# Motorhome temporary storage



## 117175 (Oct 4, 2008)

New member to the site, and fairly new to Motorhoming. 
Took the vehicle to the south of France last month, and found a place to leave it till just before Christmas, when we intend to pick it up and carry on with the adventure.
Having left it near Marseille, we now find we can't get the flight back there at Christmas, so we'll have to find another way down, but we've got a couple of months to do some research. Any suggestions please?
We intend to go on through Nice/Cannes into Italy and perhaps get to see Milan, Florence and Pisa (any other suggestions?)
We then want to leave it somewhere secure near an airport we can get home from first week January, (Pisa looks OK) and then we'll go back first week February to spend a week bringing it home.
Any suggestions please for secure storage near a suitable airport?


----------



## Carper (Aug 15, 2007)

Ferdie said:


> New member to the site, and fairly new to Motorhoming.
> Took the vehicle to the south of France last month, and found a place to leave it till just before Christmas, when we intend to pick it up and carry on with the adventure.
> Having left it near Marseille, we now find we can't get the flight back there at Christmas, so we'll have to find another way down, but we've got a couple of months to do some research. Any suggestions please?
> We intend to go on through Nice/Cannes into Italy and perhaps get to see Milan, Florence and Pisa (any other suggestions?)
> ...


Could you not get a flight to Nice (Easyjet) and then take the train to Marseille?

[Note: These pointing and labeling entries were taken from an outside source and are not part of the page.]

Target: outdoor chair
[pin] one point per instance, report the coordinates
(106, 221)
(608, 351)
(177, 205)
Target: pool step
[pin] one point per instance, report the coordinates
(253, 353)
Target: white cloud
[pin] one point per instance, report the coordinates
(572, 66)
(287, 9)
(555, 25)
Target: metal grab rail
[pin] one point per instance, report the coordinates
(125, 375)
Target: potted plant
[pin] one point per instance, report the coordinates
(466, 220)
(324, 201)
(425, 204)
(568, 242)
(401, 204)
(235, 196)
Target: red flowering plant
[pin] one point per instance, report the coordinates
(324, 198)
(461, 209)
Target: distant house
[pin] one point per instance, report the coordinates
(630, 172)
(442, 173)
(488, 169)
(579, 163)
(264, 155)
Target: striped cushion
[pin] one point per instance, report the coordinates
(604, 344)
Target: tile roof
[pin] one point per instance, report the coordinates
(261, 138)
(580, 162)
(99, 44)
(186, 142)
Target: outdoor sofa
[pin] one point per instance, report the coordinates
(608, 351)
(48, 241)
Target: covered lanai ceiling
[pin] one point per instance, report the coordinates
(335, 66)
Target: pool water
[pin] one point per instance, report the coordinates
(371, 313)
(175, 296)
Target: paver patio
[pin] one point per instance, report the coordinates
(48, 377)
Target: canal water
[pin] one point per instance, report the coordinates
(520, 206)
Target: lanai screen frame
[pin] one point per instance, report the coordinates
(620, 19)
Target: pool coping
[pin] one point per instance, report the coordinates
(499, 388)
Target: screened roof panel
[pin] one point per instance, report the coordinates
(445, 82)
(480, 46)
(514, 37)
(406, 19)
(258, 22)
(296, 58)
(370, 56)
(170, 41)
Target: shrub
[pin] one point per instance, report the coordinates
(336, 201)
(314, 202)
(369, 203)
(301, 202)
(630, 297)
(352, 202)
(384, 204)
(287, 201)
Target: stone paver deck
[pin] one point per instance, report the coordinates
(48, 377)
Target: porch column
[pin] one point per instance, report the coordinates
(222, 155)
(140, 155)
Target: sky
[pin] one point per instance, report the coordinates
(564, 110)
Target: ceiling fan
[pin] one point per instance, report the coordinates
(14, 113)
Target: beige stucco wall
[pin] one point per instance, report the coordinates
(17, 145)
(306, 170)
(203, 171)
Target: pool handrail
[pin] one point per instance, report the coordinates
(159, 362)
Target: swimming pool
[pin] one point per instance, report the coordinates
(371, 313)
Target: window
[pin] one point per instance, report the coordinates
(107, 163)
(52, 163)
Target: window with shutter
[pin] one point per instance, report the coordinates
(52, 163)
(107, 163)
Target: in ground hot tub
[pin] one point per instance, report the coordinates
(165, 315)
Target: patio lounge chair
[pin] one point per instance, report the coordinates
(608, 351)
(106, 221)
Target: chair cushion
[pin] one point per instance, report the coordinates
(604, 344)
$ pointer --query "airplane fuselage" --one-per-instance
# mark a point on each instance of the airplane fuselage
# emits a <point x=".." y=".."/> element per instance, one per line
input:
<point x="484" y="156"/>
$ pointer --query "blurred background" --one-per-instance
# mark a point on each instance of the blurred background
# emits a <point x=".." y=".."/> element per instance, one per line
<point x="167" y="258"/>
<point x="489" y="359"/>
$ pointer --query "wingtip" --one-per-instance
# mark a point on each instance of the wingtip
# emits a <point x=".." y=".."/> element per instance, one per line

As for leaving your MH in Italy. It may be an idea to leave it on a site. This is something you could enquire about before heading off. If you can find an ACSI CC site, it should only cost 14 Euro a night...or less.

How do you get on with insurance cover for leaving your MH overseas?

Doug


----------



## 117175 (Oct 4, 2008)

Doug
Thanks for the tip.
I've agreed 165 Euro total for the 3 months in France, so 14 euro a night would be expensive comparatively for the month.
I'm looking at flights to Nice or maybe Perpignon to get back at Christmas - fortunately I have time to try to find a flight from Manchester which is only 20 minutes from home.
Ferdie


----------



## Annsman (Nov 8, 2007)

Do I take it from your non answer of Dougs' question about insurance that it is insured with "It'llbeallrightherestopworrying.co.uk" 

We couldn't find an insurance co. to cover us for leaving the van abroad, when touring, unless it was in an emergency and the storage had to be booked through them.

So if you have got one it would be of interest.

Steve


----------